This invention relates to an ion mirror for a time-of-flight mass spectrometer.
Time-of-flight mass spectrometers operate on the principle that monoenergetic ions having different masses travel through a drift space at different velocities. This enables ions of different masses to be detected separately and thereby distinguished from one another.
A problem arises if, as is often the case, the ions do not all have the same energy. In these circumstances, the more energetic ions, which move at relatively high velocities, would arrive at a detector ahead of less energetic ions having the same mass. This spreading of flight times is undesirable and tends to limit the mass-resolving power of the spectrometer.
Spectrometers have been developed which incorporate so-called "time-focussing" arrangements, whose object is to reduce the spread of flight times which occurs with multi-energetic ions.
One category of "time-focussing" arrangement subjects the ions to a static electric field, and an example of this is the "reflectron", described by B. A. Mamyrin, V. I. Karatev, D. V. Schmikk and V. A. Zagulin in Soviet Physics JETP, 37 (1973)4S. The reflectron subjects the ions to a uniform electric field so as to cause their reflection. The more energetic ions penetrate deeper into the field region than the less energetic ions and, with a suitable choice of field parameters, it is possible to arrange that ions having different energies, but the same mass, all arrive at a detector at roughly the same time.

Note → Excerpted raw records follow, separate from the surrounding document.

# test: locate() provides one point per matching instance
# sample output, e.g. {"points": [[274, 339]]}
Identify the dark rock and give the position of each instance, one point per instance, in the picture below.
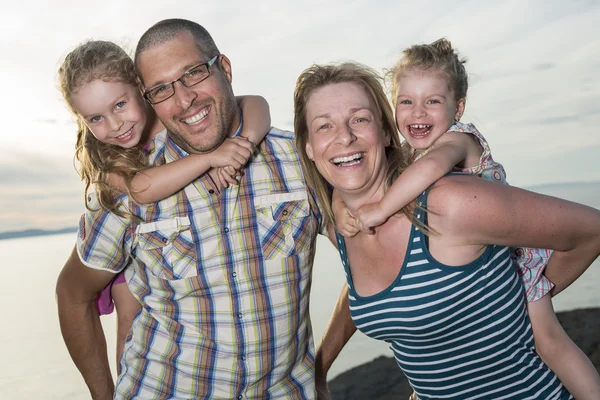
{"points": [[381, 379]]}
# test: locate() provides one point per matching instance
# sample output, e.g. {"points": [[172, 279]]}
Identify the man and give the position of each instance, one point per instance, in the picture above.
{"points": [[223, 277]]}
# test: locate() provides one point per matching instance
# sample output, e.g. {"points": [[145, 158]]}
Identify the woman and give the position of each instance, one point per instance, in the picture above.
{"points": [[450, 304]]}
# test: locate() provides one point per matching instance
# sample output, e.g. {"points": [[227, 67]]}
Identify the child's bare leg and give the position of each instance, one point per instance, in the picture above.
{"points": [[127, 307], [557, 350]]}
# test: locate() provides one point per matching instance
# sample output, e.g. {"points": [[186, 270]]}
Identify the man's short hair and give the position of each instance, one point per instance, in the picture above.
{"points": [[168, 29]]}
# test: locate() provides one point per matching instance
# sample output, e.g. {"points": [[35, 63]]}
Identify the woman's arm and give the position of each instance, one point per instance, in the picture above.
{"points": [[257, 118], [451, 149], [478, 213], [339, 330], [157, 183]]}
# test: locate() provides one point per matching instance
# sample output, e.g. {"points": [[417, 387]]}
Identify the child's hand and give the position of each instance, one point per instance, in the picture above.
{"points": [[370, 216], [346, 224], [227, 175], [234, 152]]}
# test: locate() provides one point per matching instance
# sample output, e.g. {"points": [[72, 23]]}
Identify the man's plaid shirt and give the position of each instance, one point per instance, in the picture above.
{"points": [[223, 279]]}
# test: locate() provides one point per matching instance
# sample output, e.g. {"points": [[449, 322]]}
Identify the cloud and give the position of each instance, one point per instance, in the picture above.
{"points": [[543, 66]]}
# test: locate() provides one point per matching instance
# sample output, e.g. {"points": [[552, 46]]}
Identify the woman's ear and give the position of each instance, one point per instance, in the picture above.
{"points": [[460, 109], [309, 152]]}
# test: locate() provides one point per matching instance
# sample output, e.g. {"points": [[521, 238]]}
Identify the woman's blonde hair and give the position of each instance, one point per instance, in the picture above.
{"points": [[438, 57], [318, 76], [107, 61]]}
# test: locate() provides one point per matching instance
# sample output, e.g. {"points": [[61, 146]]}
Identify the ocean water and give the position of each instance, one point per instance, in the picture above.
{"points": [[35, 362]]}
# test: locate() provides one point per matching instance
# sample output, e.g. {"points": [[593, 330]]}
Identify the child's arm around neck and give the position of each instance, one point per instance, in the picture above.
{"points": [[450, 150], [157, 183]]}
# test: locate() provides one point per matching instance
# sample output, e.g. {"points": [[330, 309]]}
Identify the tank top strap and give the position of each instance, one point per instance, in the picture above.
{"points": [[343, 254]]}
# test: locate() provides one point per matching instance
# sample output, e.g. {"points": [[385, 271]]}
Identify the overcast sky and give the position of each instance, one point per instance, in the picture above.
{"points": [[533, 67]]}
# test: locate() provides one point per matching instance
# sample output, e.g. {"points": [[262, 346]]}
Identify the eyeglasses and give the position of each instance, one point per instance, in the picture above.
{"points": [[192, 77]]}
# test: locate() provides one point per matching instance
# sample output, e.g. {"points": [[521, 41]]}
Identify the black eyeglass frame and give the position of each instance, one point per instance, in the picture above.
{"points": [[206, 65]]}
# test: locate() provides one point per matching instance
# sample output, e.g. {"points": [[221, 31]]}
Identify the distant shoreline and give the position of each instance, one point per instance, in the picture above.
{"points": [[35, 232], [47, 232]]}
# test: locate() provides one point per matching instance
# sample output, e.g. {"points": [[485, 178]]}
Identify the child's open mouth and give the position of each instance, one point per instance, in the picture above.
{"points": [[419, 129]]}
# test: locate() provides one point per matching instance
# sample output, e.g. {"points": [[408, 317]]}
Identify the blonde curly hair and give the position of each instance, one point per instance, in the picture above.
{"points": [[93, 159]]}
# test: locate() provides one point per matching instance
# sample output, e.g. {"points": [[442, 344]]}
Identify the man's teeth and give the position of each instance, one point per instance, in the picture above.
{"points": [[197, 117], [419, 126], [342, 160]]}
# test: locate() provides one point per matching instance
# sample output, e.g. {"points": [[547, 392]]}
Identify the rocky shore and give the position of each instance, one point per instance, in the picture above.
{"points": [[381, 379]]}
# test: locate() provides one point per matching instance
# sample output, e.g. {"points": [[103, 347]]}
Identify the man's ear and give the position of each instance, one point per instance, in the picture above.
{"points": [[140, 85], [460, 109], [226, 67]]}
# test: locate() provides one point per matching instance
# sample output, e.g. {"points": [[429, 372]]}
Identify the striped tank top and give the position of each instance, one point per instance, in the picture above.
{"points": [[457, 332]]}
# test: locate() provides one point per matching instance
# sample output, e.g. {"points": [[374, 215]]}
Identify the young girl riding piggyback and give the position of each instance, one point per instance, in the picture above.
{"points": [[429, 90], [116, 131]]}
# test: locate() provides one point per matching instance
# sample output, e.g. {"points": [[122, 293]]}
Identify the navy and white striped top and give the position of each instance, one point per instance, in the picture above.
{"points": [[457, 332]]}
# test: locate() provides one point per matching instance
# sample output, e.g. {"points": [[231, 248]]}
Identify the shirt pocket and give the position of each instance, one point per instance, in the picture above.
{"points": [[282, 221], [166, 248]]}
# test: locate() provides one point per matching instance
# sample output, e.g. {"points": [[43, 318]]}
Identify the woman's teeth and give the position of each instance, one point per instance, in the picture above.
{"points": [[348, 160], [194, 119], [419, 129]]}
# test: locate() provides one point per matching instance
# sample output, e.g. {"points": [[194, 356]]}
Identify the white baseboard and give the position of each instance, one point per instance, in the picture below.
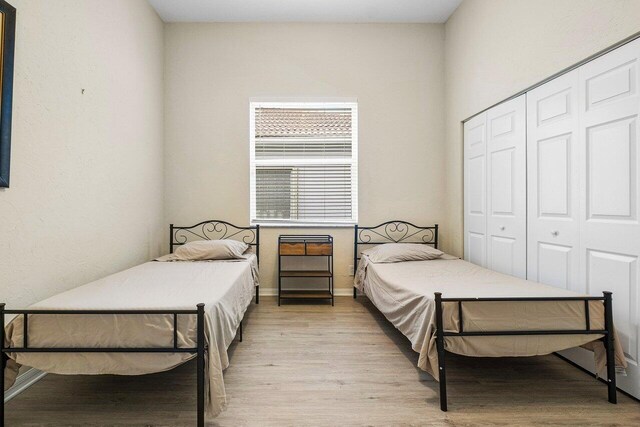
{"points": [[23, 382], [272, 292]]}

Other arrangements using static electric fields include the "spiratron", described by J. M. B. Bakker in "Advances in Mass Spectrometry" Vol. 5, p. 278, Applied Science Publishers Ltd., and the so-called "Poschenreider" device, described, for example, in German Patent No. 2,137,520.
Other kinds of "time-focussing" arrangement subject the ions to time-varying fields which have the effect of decelerating the faster ions and accelerating the slower ions with the aim of equalising the flight times of all ions having the same mass.
None of these known time-focussing arrangements is completely effective and, in practice, the flight times of ions which have the same mass do still exhibit an energy dependency, and this reduces the mass-resolving Power of the spectrometer.